Successivement, la mise en place petit à petit des mises en lumière permettra de constater l’envergure du déploiement du Plan lumière et ainsi de voir établi tout un ensemble de réalisations.

            Mais il semble que le déroulement des travaux tende à rencontrer certaines difficultés, l’éclairement des voies tardant un peu à cause du choix de l’objet mât par les élus et le maire dans les zones où les support n’ont pas d’intérêt patrimonial ou historique, et les mises en lumière rencontrant parfois quelques problèmes que l’on n’aurait pu envisager avant la phase active des réalisations[15].

 

            Il existe une nature différente entre la mise en lumière et la requalification lumineuse de voies. Il est ainsi avéré qu’il est plus aisé de travailler sur la voirie, car les mises en lumière étaient jugées secondaires auparavant, donc rares. Il est donc avant tout une question d’opportunité de travailler sur les mises en lumière car c’est par elles que l’on se rend compte le plus de la mise en place effective du Plan lumière, encore faut-il définir les priorités en matière de mises en lumière, que ce soit au niveau géographique ou au niveau de l’intérêt.

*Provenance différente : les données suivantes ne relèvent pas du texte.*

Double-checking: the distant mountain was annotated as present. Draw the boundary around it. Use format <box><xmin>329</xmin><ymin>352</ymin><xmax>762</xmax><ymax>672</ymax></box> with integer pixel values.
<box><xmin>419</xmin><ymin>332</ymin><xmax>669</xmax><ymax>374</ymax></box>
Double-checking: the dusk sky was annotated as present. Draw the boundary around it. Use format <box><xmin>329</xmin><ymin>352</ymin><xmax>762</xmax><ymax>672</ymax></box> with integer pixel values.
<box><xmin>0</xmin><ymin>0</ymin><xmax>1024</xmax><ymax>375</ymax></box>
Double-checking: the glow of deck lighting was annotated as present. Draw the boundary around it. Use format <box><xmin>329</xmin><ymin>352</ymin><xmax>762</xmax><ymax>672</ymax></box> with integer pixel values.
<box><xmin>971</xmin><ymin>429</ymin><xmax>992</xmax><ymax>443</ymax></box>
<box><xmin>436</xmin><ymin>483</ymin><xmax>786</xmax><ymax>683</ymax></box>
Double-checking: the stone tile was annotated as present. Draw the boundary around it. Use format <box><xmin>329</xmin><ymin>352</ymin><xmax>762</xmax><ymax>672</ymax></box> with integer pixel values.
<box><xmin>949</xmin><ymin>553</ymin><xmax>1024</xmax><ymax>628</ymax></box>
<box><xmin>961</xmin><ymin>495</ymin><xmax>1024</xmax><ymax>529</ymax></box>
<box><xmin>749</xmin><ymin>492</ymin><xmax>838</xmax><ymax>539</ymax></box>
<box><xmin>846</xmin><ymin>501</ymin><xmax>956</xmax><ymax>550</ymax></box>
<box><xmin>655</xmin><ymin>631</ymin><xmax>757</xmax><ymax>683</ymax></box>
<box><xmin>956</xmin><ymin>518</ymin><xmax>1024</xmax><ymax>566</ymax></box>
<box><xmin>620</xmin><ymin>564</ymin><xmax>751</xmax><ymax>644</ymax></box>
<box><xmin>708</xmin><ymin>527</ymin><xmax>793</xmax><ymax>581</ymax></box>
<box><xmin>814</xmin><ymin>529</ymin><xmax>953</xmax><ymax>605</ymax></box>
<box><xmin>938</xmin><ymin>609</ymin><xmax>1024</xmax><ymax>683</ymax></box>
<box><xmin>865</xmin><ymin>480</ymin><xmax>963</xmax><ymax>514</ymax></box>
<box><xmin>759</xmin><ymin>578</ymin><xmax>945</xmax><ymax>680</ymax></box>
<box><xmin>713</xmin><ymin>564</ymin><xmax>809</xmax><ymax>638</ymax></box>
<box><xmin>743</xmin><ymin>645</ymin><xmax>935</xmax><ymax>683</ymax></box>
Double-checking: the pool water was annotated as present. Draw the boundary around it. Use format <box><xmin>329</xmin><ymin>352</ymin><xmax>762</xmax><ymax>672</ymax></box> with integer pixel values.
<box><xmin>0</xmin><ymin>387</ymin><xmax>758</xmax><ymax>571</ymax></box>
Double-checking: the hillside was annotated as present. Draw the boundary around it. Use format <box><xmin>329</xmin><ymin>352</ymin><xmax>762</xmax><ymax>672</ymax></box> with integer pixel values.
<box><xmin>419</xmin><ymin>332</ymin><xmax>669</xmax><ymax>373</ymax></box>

            Il existe une aussi une distinction importante qui est opérée entre le patrimoine historique et le patrimoine moderne quant au traitement, notamment pour ce qui est de la place accordée à l’originalité. Toutefois, chaque cas est particulier. Ainsi doit-on tenir compte des points communs architecturaux ou géographiques pour garder une certaine cohérence.

 

            Mais aussi il est possible de pouvoir bénéficier de subventions pour la réalisation des mises en lumière. Ces subventions arrivent à la ville, non au service de l’éclairage. C’est ainsi que la part du budget alloué au Plan lumière peut évoluer par décision du maire. Mais toutefois la même somme a été allouée dès l’origine, sans évolution.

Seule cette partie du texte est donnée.